Куприн с восторгом принял февральскую революцию, но по отношению к Октябрьской революции он занял противоречивую позицию. Он гневно восставал против врагов Октябрьской революции и вместе с тем сомневался в ее успехе и в ее подлинно народной сущности.

В этом состоянии растерянности Куприн эмигрировал в 1919 году во Францию.

Поступок этот был не органичен для него, был случаен.

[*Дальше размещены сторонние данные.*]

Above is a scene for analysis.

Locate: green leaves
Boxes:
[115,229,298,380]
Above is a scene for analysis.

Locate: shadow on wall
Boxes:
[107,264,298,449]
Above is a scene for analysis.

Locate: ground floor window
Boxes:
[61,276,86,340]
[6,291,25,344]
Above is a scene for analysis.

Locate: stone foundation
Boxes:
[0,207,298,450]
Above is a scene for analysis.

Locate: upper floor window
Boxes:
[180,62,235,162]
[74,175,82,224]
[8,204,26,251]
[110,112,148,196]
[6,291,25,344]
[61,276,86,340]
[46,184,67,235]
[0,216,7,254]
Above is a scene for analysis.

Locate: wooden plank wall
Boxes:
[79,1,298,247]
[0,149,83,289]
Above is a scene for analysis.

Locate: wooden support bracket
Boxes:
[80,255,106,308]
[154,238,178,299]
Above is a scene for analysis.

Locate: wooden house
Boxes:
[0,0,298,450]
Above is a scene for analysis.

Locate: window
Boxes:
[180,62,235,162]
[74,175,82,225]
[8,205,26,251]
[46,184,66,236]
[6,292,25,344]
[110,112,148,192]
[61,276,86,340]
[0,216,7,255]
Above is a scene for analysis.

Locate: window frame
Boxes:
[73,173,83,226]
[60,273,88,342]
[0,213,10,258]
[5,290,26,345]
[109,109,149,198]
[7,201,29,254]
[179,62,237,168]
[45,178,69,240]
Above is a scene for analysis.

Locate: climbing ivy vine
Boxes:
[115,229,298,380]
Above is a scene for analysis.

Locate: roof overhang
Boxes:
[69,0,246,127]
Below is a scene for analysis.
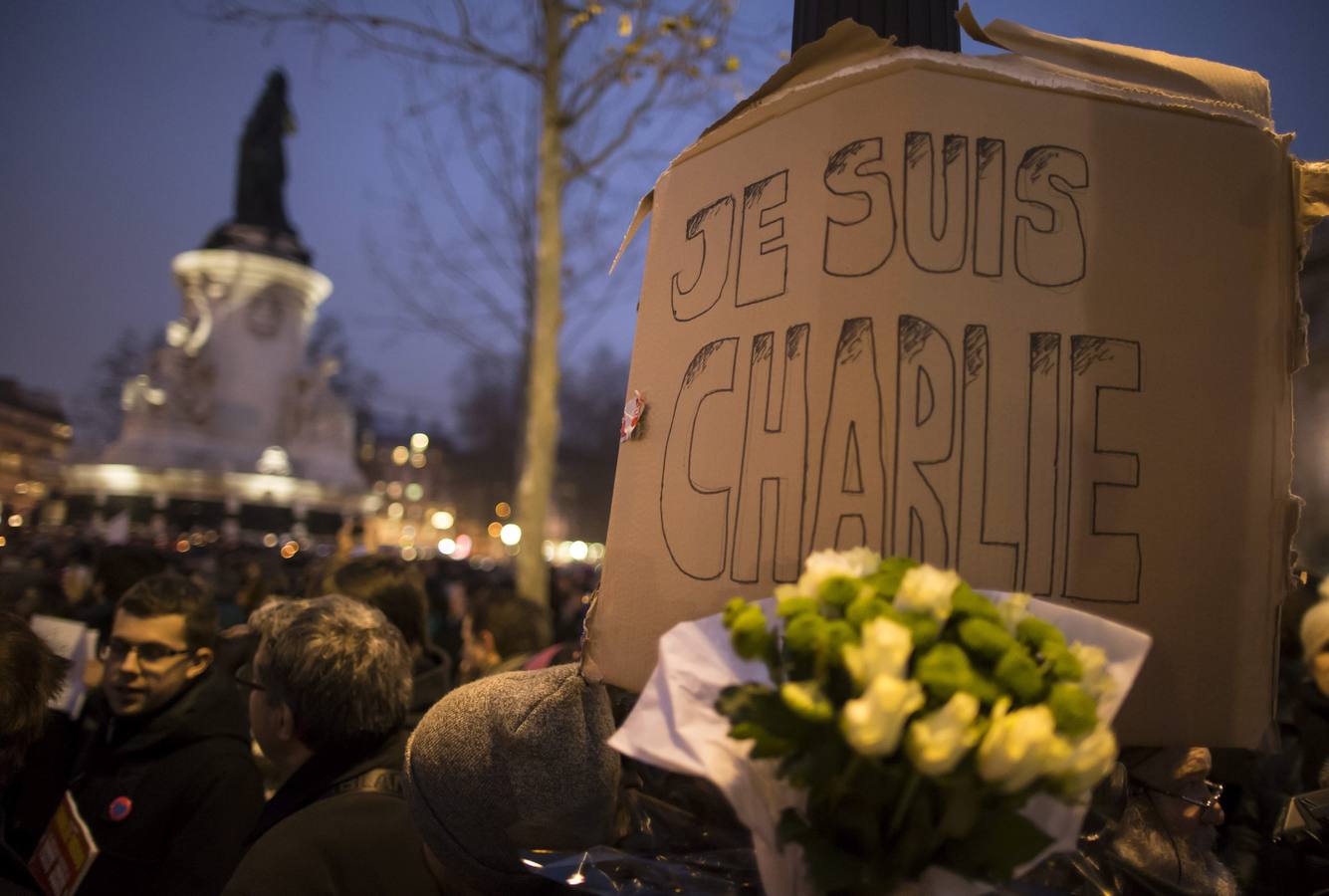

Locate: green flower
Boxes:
[1043,645,1084,682]
[825,619,858,658]
[960,618,1015,662]
[898,613,941,649]
[780,681,834,723]
[721,597,749,629]
[784,613,826,654]
[817,575,862,606]
[844,590,900,629]
[951,582,1000,623]
[1015,615,1066,655]
[914,642,975,701]
[993,643,1046,705]
[862,557,918,597]
[730,603,773,659]
[1047,682,1098,738]
[776,595,817,619]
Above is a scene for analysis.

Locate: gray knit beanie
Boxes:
[405,665,620,893]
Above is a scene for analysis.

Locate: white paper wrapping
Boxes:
[608,591,1151,896]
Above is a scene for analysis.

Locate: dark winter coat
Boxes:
[0,815,41,896]
[1293,681,1329,791]
[69,671,263,896]
[225,733,440,896]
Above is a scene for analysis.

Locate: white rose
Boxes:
[905,691,979,777]
[896,563,961,622]
[979,697,1059,793]
[798,548,881,597]
[840,675,925,757]
[997,594,1030,634]
[844,619,913,686]
[1070,641,1116,702]
[1056,723,1116,800]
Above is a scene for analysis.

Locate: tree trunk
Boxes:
[516,0,563,627]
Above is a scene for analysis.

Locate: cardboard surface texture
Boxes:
[587,15,1304,746]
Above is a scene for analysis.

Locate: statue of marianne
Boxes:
[235,68,295,235]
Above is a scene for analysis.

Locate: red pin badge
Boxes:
[618,389,646,443]
[107,796,134,821]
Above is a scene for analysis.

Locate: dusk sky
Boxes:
[0,0,1329,441]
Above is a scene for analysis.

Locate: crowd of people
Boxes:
[0,532,1329,896]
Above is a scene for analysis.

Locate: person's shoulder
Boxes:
[223,791,433,896]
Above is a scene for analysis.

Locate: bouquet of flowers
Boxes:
[715,548,1132,893]
[610,549,1150,896]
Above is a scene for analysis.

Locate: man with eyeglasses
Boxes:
[60,573,263,896]
[1108,747,1237,896]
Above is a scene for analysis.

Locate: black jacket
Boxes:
[223,733,440,896]
[69,671,263,896]
[0,812,41,896]
[1293,681,1329,791]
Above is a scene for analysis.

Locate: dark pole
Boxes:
[790,0,960,53]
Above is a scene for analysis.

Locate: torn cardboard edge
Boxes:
[610,4,1307,273]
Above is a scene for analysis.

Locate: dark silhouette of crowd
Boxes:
[0,534,1329,896]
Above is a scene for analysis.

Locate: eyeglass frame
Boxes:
[97,638,194,666]
[1131,778,1222,809]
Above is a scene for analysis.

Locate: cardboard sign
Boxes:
[587,25,1300,746]
[28,791,97,896]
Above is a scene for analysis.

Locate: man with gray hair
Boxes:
[225,594,439,896]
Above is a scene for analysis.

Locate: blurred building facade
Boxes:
[0,377,73,531]
[1292,225,1329,574]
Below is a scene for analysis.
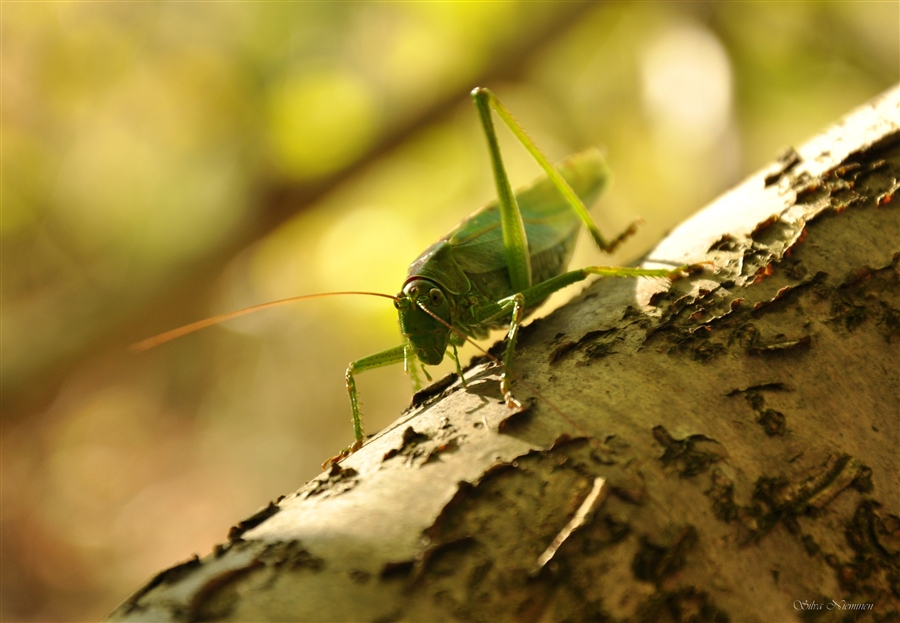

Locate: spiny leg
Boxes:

За границей он тяжело тосковал по России, почти бросил писать и, наконец, весной 1937 года вернулся в родную Москву.

Он был уже тяжко болен – и умер 25 августа 1938 года.

«Даже цветы на родине пахнут по-иному», – написал он перед самой смертью, и в этих словах выразилась вся его глубочайшая любовь к своей стране.

Мы должны быть благодарны Куприну за все – за его глубокую человечность, за его тончайший талант, за любовь к своей стране, за непоколебимую веру в счастье своего народа и, наконец, за никогда не умиравшую в нем способность загораться от самого незначительного соприкосновения с поэзией и свободно и легко писать об этом.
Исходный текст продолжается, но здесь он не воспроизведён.